Two Italian cruise companies, whose passengers were among the victims of a deadly attack on a Tunis museum, on Thursday suspended stopovers in the city.

In a blow for Tunisia's crucial tourist sector, MSC Cruises and Costa Crociere said none of their boats would berth in the north African country's capital until further notice because of the security risk.

Most of the 20 foreign tourists killed in Wednesday's attack on the National Bardo Museum were passengers on the boats.

Both cruise liners left Tunis Thursday for their next scheduled stops, apparently intent on completing their cruises despite having to provide trauma counselling for some of those on board.

Fears that the museum attack, which has highlighted growing security concerns in the Mediterranean region, could decimate bookings for the peak summer season were allayed by at least one major organisation of travel agents.

"We have not seen a wave of cancellations of trips to Tunisia," said Rene-Marc Chikli, president of the union of French tour operators (SETO).

"I'm not saying there haven't been any but customers appear to have been supportive. We have had some asking questions today, but also some making reservations."

Nine passengers on the MSC ship that was in Tunis when the attack occurred on Wednesday were among at least 20 foreign tourists confirmed to have died.

A Tunisian policeman was also said to have been killed.

The passengers who lost their lives were said to be three Japanese, two Colombians, two Spaniards and two French nationals.

A further 12 passengers were injured and six had not returned to the MSC Splendida when it left Tunis on Thursday morning, bound for Barcelona.

Three passengers on the Costa Fascinosa died, the company's CEO Michael Thamm said in a statement. Eight others were injured and two remain unaccounted for. The nationalities of the deceased were not released.

The ship set off from Tunis in the early hours for the Spanish island of Mallorca.
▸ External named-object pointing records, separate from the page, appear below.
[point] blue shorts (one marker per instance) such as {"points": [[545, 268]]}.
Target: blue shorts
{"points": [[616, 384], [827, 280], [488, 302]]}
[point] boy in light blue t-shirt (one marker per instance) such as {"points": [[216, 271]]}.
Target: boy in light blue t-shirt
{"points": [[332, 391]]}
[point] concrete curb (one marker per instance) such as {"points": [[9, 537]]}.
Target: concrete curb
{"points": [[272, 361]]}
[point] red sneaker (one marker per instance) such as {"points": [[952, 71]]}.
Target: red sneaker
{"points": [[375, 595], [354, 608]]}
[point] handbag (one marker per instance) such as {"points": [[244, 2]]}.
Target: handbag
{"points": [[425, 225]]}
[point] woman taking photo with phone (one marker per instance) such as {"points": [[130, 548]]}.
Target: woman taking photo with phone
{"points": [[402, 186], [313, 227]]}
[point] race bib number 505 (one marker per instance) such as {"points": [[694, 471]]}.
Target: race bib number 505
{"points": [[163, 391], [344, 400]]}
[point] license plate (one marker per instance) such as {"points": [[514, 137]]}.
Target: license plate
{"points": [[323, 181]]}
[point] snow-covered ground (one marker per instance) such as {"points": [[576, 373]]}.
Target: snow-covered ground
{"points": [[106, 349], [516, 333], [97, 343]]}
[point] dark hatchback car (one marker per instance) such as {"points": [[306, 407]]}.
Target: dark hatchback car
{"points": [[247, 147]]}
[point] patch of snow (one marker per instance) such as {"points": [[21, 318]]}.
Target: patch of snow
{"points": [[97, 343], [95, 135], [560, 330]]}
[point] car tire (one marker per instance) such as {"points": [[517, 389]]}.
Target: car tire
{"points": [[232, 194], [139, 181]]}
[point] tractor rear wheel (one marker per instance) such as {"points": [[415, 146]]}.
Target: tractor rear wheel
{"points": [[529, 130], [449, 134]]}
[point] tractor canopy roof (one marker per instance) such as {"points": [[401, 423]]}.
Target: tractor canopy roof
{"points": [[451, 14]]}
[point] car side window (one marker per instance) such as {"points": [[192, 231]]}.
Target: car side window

Costa said the suspension would affect three of its giant ships which had been due to berth in Tunis in the coming months — the Costa Fortuna, Costa Favolosa and the Costa neoRiviera.

MSC also had three boats scheduled to dock in Tunis in the near future.

In a statement, Costa said: "The safety of our guests and crew is Costa Crociere's priority and an essential requirement for providing peaceful and relaxing holidays.

"After what happened in Tunis, we have decided to cancel all upcoming stops by our boats."

Both companies said they were working on alternative ports of call for the affected cruises.

Costa said two of its executives and 12 other employees were in Tunis helping the injured and attempting to track down the two missing passengers.

Each ships had more than 3,000 passengers on board when they arrived in Tunis.